Bij het kiezen van planten voor dieren moet je rekening houden met de plek. Zit je vlakbij een bos, de duinen of een natuurgebied? Dan heeft het zeker zin om inheemse plantensoorten uit je eigen streek een plek te geven in de tuin. Zelfs zeldzame dieren kun je dan hun favoriete maaltje aanbieden. Maar midden in de stad kun je de plantenkeus beter richten op de dieren die daar ook werkelijk voorkomen, bijvoorbeeld zangvogels, egels en bestuivende insecten. Dieren in de stad trekken zich meestal weinig aan van drukte en zijn weinig kieskeurig. Bij vlinders heeft men het dan over “kroeglopers”. Witjes, dagpauwogen en kleine vossen bijvoorbeeld, komen graag naar een tuin met een vlinderstruik (Buddleja) voor een hapje ‘Chinees’ eten.
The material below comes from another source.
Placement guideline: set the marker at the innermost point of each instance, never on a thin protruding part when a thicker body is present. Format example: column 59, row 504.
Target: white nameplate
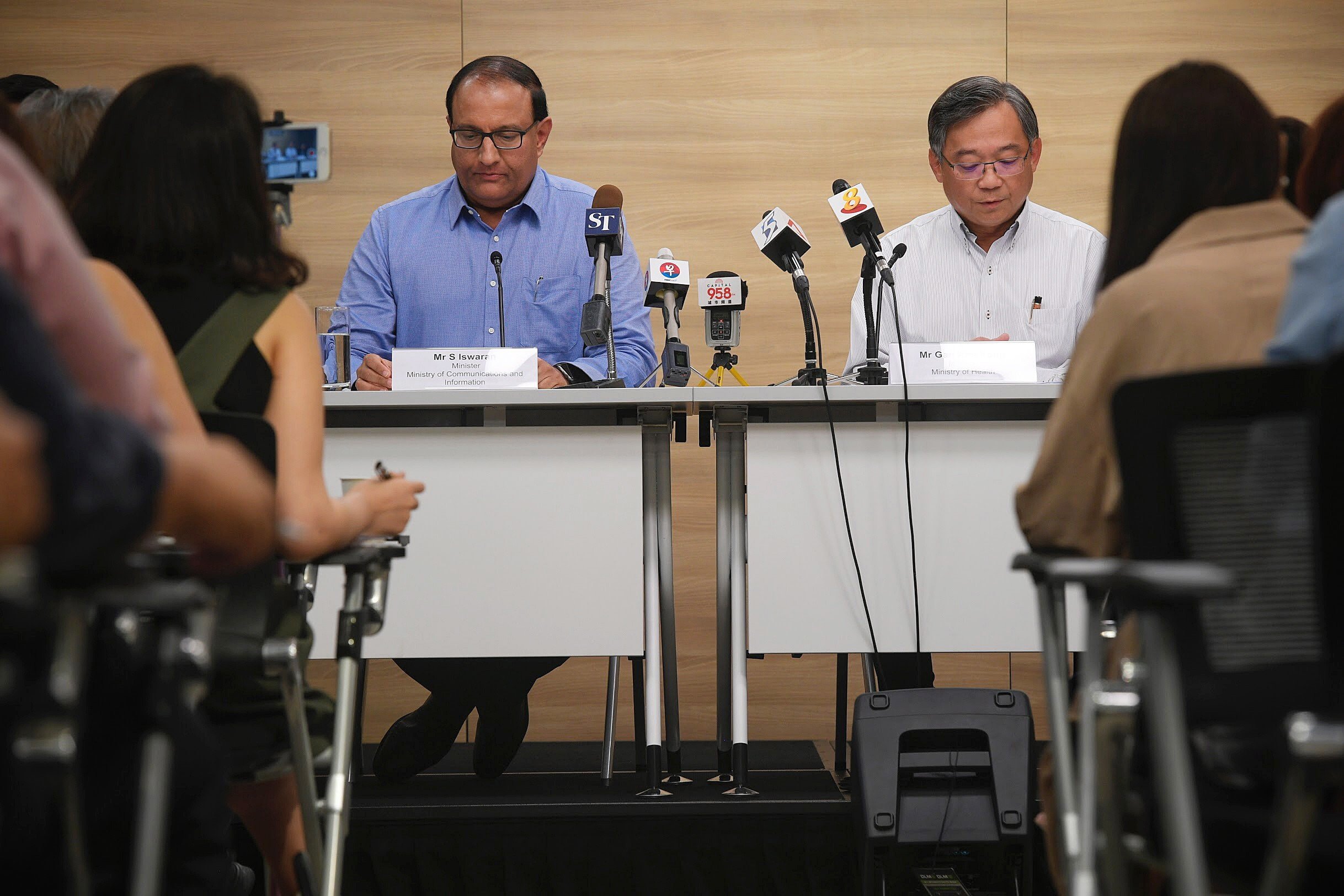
column 421, row 369
column 982, row 362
Een strak gazon in de tuin is voor de één een lust voor het oog, voor de ander een bron van werk om het vrij van mos en onkruid te houden. Hebben grasvelden hun langste tijd gehad?

Bloemenwei

Heeft het traditionele gazon zijn langste tijd gehad? Het begint er wel op te lijken. Steeds meer grasveldjes worden omgetoverd in een wei vol bloeiende vaste planten. Zo’n bloemenwei heeft grote voordelen: in een wei hoef je niet te wieden, en ook van moldshopen en slakkenvraat heb je geen last. Die molshopen hebben zelfs nut: ze zorgen voor een kaal stukje grond waarop je planten kunt uitzaaien zodat die daar zonder concurrentie van het gras kunnen ontkiemen. Zo ontkiemt de morgenster bij voorkeur in molshopen.
Het is gemakkelijk gezegd: breng de grasmaaier naar de kringloop en laat het gras maar groeien. Maar ten eerste zul je toch paadjes door je wei moeten maaien om van de wilde bloemenopracht te genieten zonder die plat te trappen, en ten tweede verloopt de transitie van gazon naar wei niet altijd naar wens. 

Grond verarmen

Zeker als je dat gazon jarenlang hebt vertroeteld met compost en kunstmestkorrels is de grond zo voedzaam dat je, als je ophoudt met maaien, al snel tegen een jungle van brandnetels, distels, ridderzuring aankijkt. Dat is niet waar je van droomde.
Het maken van een bloemenwei berust juist op het omgekeerde principe: je moet de zaak zo veel mogelijk verarmen. Pas als het gras daardoor aan groeikracht verliest ontstaat er ruimte voor bloeiende vaste planten. Hoe verarm je? Door het gras te maaien en het maaisel af te voeren.
Op rijke grond, zoals kleigrond, duurt dat verarmen langer dan op zand. Op klei zul je in het begin toch wel zes keer per jaar moeten maaien om weelderig groeiende grassen als witbol terug te dringen. Beperk je in dat geval in het begin tot bolgewassen die vroeg bloeien en zich in mei al hebben uitgezaaid. Geleidelijk kun je de teugels laten vieren. Ieder jaar kun je wat later gaan maaien en tegen de tijd dat je pas eind juni maait kun je weideplanten als margrieten, veldsalie en beemdooievaarsbek planten. Dit zijn planten die van nature in grasland groeien en die dus op maaien zijn ingesteld.